KEY POINTS

  • 1.

    Congenital syphilis is a global public health problem, particularly in the Americas where its incidence appears to be rising.

  • 2.

    At birth 90% of infants are asymptomatic, the remaining 10% present a wide variety of symptoms from mild to lethal.

  • 3.

    To confirm the presence of spirochete may be challenging, diagnosis will usually be based on maternal syphilis history, treponemal and non treponemal test performed (maternal and newborn’s) and the presence of symptoms.

  • 4.

    Patients will be treated with aqueous/procaine penicillin if congenital syphilis is proven or probable. Possible disease may be treated with a single dose of benzathine penicillin. This might also be the case if infection is less likely.

  • 5.

    Follow up is paramount to ensure infants do not develop long term complications. Follow up will consist of periodical physical examination and non treponemal serologic test.

  • 6.

    Prevention is key in diminishing the burden of congenital syphilis. Screening during pregnancy is recommended. Epidemiological surveillance through notifications systems remains a cornerstone to tackle this problematic.

Introduction

Congenital syphilis is the infection of a fetus and newborn infant caused by Treponema pallidum , a bacterium from the family Spirochaetaceae. The infection was described for the first time in Europe during the 15th century by Gaspar Torella. In the Americas, the infection might have been brought by Europeans during colonization. T. pallidum was first identified in 1905 by Fritz Schaudinn, a zoologist, and Erich Hoffmann, a dermatologist. Penicillin was tested and proven to be an effective bactericidal agent against T. pallidum by John Mahoney, Richard Arnold, and A.D. Harris in 1943, and these findings provided an effective treatment for this infection.

Syphilis is seen all over the world, particularly in urban areas. The reservoir of Treponema is exclusively human, and it is transmitted by body fluids or lesions that contain high concentrations of spirochetes, leading to a systemic and chronic infection. Despite all the medical advances and the availability of an effective, affordable, and universally available treatment, congenital syphilis continues to cause considerable morbidity and mortality worldwide and is seen to evolve into various stages in patients with age ( Fig. 34.1A ). The consequences are particularly dire in infected pregnant women and newborn infants. Congenital syphilis remains a globally relevant public health problem.

Fig. 34.1, Congenital Syphilis.

Epidemiology

A large number of new cases of syphilis continue to be diagnosed each year. In 2016, 5.6 million new cases were diagnosed. The burden of congenital syphilis was estimated to be 473 per 100.000 births. The incidence of syphilis showed some improvement during the period from 2007 to 2016, but it has plateaued since then. The number of new patients may be diminishing worldwide, but the incidence seems to be rising in the Americas. In the United States, the Centers for Disease Control and Prevention (CDC) has reported an increased number of new cases since the year 2000. The frequency of new cases has increased from 11.2 to 39.7 per 100,000 inhabitants, particularly in the western parts of the United States. , Syphilis is seen less frequently in women than in men, but the rate of new infections has increased by 178.6% during the period from 2015 to 2019. The prevalence is higher among women aged 20 to 39 and in African American, Latino, and Native American individuals living in the United States, Alaska, or the Pacific Islands. , The frequency of congenital syphilis has also increased during this period (see Fig. 34.1B ).

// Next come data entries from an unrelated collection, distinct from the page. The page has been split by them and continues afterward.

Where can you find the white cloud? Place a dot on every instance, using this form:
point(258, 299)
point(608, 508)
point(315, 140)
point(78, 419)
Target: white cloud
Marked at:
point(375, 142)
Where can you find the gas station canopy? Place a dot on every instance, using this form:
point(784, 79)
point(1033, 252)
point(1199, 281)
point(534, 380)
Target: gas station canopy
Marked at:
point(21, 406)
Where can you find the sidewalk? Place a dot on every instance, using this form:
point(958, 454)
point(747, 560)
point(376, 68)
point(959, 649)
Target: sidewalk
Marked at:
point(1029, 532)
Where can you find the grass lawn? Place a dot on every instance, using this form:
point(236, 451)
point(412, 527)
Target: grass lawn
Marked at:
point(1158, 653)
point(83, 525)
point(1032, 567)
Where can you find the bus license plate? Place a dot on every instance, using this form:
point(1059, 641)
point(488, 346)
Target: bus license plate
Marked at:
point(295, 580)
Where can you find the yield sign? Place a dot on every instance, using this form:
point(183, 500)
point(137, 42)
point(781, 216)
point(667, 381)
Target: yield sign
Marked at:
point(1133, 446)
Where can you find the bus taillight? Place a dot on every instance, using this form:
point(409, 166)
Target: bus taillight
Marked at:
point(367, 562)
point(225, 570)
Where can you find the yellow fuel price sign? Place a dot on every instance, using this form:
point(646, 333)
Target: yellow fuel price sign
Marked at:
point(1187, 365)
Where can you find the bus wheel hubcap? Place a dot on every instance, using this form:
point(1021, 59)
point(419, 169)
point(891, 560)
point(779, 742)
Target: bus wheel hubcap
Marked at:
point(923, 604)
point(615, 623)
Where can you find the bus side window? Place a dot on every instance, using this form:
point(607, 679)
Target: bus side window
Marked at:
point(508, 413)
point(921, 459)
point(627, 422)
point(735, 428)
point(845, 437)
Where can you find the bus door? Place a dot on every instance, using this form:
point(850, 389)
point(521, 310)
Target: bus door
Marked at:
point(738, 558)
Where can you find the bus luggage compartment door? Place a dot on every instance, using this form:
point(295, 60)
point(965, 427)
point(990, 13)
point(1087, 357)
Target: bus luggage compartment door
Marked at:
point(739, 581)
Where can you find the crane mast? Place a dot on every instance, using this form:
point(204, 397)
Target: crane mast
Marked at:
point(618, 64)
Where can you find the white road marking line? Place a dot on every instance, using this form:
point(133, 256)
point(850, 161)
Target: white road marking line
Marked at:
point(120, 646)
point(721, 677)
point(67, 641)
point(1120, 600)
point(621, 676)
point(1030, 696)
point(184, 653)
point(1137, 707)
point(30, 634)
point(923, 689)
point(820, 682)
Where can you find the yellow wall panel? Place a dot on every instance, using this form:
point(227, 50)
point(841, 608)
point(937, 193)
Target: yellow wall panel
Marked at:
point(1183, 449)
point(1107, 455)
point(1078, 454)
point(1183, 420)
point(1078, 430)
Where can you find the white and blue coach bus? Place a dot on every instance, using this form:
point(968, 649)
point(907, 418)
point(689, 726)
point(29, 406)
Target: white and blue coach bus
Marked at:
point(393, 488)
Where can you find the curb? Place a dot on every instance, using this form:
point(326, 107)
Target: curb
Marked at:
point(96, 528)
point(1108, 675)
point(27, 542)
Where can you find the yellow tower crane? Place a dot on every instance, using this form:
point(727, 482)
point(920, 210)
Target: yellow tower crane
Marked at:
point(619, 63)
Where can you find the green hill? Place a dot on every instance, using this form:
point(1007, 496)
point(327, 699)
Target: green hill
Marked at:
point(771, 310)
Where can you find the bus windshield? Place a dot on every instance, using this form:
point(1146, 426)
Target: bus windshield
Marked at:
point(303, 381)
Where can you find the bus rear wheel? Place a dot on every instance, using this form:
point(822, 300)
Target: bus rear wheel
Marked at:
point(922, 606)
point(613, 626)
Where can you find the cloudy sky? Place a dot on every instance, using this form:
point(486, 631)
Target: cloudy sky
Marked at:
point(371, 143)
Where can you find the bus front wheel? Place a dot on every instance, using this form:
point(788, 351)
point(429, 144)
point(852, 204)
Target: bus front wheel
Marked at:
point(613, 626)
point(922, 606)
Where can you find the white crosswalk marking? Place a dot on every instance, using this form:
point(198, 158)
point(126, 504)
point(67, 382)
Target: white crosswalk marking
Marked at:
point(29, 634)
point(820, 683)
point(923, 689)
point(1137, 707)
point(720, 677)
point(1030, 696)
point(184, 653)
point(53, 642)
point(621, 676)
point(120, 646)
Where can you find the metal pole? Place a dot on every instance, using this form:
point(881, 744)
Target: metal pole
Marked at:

In 2017, most parts of Latin America and the Caribbean region had reported advances in prevention of congenital syphilis; 15 out of the 17 countries in these regions reported virtual elimination of vertically transmitted syphilis (incidence <0.5 new cases per 1000 newborn infants per year). However, most of these advances have since been lost with a resurgence in the past few years. The largest rise in case load has been noted in Brazil. Studies suggest that inadequate treatment of infected mothers is an important factor. Lack of proper prenatal care, difficulties in timely diagnosis of the infection, and clinical evidence of maternal infection despite proper treatment were also found to be fundamental to determining obstetric results.